Your list matches my ideas pretty well.

> 2) - How do we prevent duplication of effort?

This list, wiki, JIRA.  Right now it doesn't look to me as if we had so
many people that we could lose track.

Short term we'll be slowed down by the fact that there are only very few
people with write access to the source tree, of course.

> 3) - Someone mentioned a poll.  I would be glad to setup a survey on my
> SharePoint site.

Thanks.

> I have seen the discussions on public vs. private signing key.  I second
> the idea of switching to a publicly usable key, but maintain the private
> key for a "release" build so that the 3rd party vendors have something
> to reference.  I am sure that some of them will require strongly names
> assemblies.

You mean you'd still want to use a secret key for "release" in either
case or just as an alternative distribution in addition to one signed
with the new non-secret key?

> I have seen the discussion on our first steps, but I have not observed a
> consensus.  I would lay out the following as our steps.
> 1) - Produce the 1.2.11 build with all currently available fixes.
> Signed with the old key and all the current platforms.

+1

I'd suggest we triage JIRA to see whether there are any open issues that
(1) are bugs and not feature requests, (2) come with tests that fail and
(3) come with a patch that makes the test pass.  If there are any such
issues they could go into 1.2.11 IMHO.  Otherwise 1.2.11 is long overdue
anyway.

> 2) - Move to a 2.0 build tree that drops support for .NET 1.0, 1.1,
> Compact etc.  Produce a release with the same fixes as the 1.2.11 build
> and sign with the old private key.

How would that be different from the first step - except that we'd
distribute fewer assemblies in the binary distribution?  Do you plan to
remove all 1.0/1.1 specific code and the conditional compilations for
NET 2.0 so that this release actually used different source code?

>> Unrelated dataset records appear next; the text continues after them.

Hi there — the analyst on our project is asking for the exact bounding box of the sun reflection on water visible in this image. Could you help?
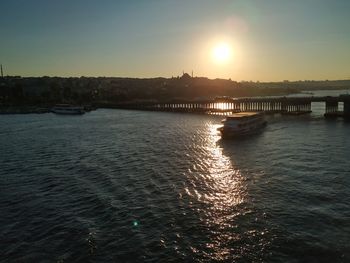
[185,122,247,260]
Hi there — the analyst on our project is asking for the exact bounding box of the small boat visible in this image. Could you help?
[218,112,267,138]
[51,104,85,115]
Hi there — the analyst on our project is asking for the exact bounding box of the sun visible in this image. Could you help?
[212,43,232,63]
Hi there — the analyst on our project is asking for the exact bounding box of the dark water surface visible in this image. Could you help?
[0,100,350,262]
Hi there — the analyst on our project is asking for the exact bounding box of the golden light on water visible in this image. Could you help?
[184,122,246,260]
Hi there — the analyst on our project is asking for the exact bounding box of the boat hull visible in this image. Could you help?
[218,121,267,139]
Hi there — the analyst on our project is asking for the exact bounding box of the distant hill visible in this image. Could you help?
[0,73,350,106]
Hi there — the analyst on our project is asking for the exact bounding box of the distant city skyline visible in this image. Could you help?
[0,0,350,81]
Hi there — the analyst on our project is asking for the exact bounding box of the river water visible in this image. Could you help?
[0,90,350,262]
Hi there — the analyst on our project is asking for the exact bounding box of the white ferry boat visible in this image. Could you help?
[51,104,85,115]
[218,112,267,138]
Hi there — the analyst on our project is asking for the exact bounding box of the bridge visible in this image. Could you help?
[113,95,350,117]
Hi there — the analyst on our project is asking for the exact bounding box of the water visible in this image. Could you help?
[0,90,350,262]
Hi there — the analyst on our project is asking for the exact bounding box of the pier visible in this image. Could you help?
[113,95,350,117]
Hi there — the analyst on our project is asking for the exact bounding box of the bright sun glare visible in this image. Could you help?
[213,43,231,63]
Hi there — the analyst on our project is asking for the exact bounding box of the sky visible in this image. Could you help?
[0,0,350,81]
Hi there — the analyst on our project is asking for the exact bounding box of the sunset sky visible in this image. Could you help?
[0,0,350,81]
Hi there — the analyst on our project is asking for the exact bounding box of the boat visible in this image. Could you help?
[218,112,267,138]
[51,104,85,115]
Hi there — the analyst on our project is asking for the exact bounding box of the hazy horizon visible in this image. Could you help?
[0,0,350,82]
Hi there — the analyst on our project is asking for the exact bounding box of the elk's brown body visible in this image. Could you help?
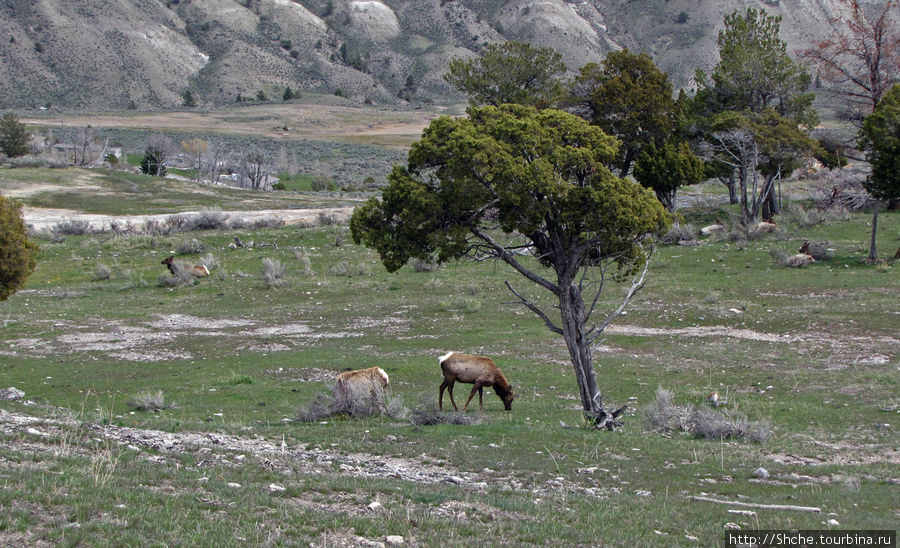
[438,352,516,411]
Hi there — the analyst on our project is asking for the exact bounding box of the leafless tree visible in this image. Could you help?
[236,150,275,190]
[801,0,900,127]
[72,126,109,166]
[199,141,225,185]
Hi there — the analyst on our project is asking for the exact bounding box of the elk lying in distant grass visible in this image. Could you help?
[438,352,516,411]
[331,367,390,415]
[160,255,209,278]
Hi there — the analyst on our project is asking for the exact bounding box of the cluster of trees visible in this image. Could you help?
[140,135,276,190]
[351,0,900,429]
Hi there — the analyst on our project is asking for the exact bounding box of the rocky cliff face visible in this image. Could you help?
[0,0,856,109]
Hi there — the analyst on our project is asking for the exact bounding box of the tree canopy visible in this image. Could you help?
[350,104,669,427]
[567,49,677,177]
[634,142,706,211]
[860,84,900,204]
[802,0,900,127]
[0,112,31,158]
[0,195,38,301]
[859,84,900,260]
[444,42,566,107]
[697,8,818,125]
[691,8,820,224]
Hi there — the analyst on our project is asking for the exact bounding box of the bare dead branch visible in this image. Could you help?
[506,280,563,335]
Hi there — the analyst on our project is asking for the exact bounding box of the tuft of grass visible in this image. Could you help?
[175,238,206,255]
[93,263,112,281]
[200,253,219,272]
[222,373,254,386]
[296,382,410,422]
[189,207,228,230]
[127,390,177,412]
[50,220,94,236]
[410,398,482,426]
[643,387,772,443]
[262,257,287,289]
[662,222,697,245]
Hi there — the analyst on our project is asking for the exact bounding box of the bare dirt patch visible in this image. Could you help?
[22,206,353,230]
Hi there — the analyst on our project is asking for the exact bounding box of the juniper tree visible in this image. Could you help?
[444,42,566,107]
[0,195,38,301]
[350,104,670,429]
[0,112,31,158]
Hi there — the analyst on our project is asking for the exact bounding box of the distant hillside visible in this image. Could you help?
[0,0,856,110]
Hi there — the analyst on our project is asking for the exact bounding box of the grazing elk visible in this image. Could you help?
[160,255,209,278]
[784,253,816,268]
[438,352,516,411]
[332,367,390,415]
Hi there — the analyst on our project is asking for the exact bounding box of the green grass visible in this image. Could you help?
[0,193,900,546]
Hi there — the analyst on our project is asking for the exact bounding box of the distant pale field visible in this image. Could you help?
[0,136,900,547]
[21,102,458,147]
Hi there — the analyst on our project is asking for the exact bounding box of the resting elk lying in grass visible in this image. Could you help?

> 3) - Start the 4.0 build tree (match the framework level) which targets
> the 4.0 Framework and is refactored so that it can run with a Client
> only framework when the non-Client support namespaces are not required
> by the application or requested appender.  (2 DLLs).  This gets signed
> with the private key and the new public key (2 distribution packages.)
> This version will support 4.0 and up only.

Totally agreed that this is needed.

I'd poll for 3.5 support as well.

> (MONO if needed??)

Mono is at the 4.0 level in many things and not even at 3.5 in others.
For the things log4net currently uses it should work fine AFAICT.

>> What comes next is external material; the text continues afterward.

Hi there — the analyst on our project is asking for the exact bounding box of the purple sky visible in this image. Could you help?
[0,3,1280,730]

> 4) - Apply the same refactoring to the 2.0 build tree to allow targeting
> the 3.5 Client install.  (I believe this is a lower priority than the
> 4.0 simply because I do not believe that many people have attempted
> deployment with the 3.5 client set.  (I could easily be wrong.)

Should have read to the end before I started typing ;-)

I'd prioritize your steps 3 and 4 with the help of a poll among users to
see how urgently 3.5 support is needed.  I agree I have seen way more
questions about 4.0 than 3.5, though.